Proper design surveys are normally in two parts as well. You start with the desktop predictive design(we use Ekahau for this), then once complete, undertake an onsite Pre-Install survey (otherwise known as an AP-on-a-Stick survey - for reasons rather obvious in the this attached blog).
That means we have to spend some time on it, and it isn't just the specific technical aspects, but the presentation of any documentation and the follow up to work through any questions.
Do you want a partner in your installation, or just a transaction to do the cheapest job?
How does Price vs Quality matter in Wi-Fi?
The difference between the cheapest and the best value can be seen in the more than just the RF design Surveys. It shows in the quality of the documentation and the overall delivery.
With the best delivery, there are quality checks along the way, through the delivery of surveys and documentation. If you have ever had the misfortune to be presented with a network diagram that looks like a birds nest, you will know what I mean, when it's just not right.
And messy documentation means messy onsite work. Bad patching. Bad cable management. All this means when it comes time to upgrade your network, it will not be capable of handling the upgrade, making you spend even more than you already have to.

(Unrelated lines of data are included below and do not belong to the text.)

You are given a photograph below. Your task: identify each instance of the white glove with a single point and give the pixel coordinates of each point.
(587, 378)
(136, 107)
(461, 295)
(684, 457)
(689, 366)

So, yes, quality costs more - we all understand that. With networks and Wi-Fi design in particular, you need to be willing to pay more to get a better result.
This is the first point - compare the quality of documentation from your prospective suppliers and that will give you a pretty good indication of what's to come.
Wireless Access Points
Let's say you get a couple of quotes for comparison quote and one has fewer APs than the other. Maybe it is sold as a 'data only' service, in which case all well and good: you don't care about smaller weaker transmitting devices roaming.
When the time comes though, it is going to cost more to upgrade that network. You will have to move Access Points around to accommodate the additional Access Points that would be introduced - more costly than designing everything in the right spot in the first place.
Wireless security is pretty important of course, and your choice of AP should reflect the corporate needs of your business.
Assuming that you do want to support RTLS, voice and other advanced services, then you do need more APs.
With fewer APs, they will run at a higher power, not give you enough cell overlap and devices won't roam properly. You will really notice the difference between a good and bad Wi-Fi installation once you deploy voice services, or other real time services (think of patient monitoring in a hospital as an example).
And here's the kicker - your cheaper survey will most likely look quite good on a predictive survey, but you are left scratching your head as to why you keep getting drop outs on your phones when its actually commissioned.
Why does this happen? If you would like a more in depth view on this, you can check out our previous blog articles on Access Point Power caps.
Wireless: Cheapest or Best Value: Summary
When we quote on the services to undertake a design, we need to ask you some questions.
If we know you want to run real time services on low powered devices, we take into account the power that they would run at to support phones and lower powered devices.
This may make it more expensive from the outset, but it comes with more benefits, like allowing the network to support more client and have a higher bandwidth between all of your clients. The lack of support calls alone will save money.
The value is better if the network does what you actually need!
If you want to read a bit more about how to get your Wi-Fi working, the Top 8 Secrets to Great Wi-Fi is a free download.
In conclusion: Wireless networks are not something that you want to go cheapest with. If you are building a network, you need the best value, not the cheapest to deliver the network you actually need.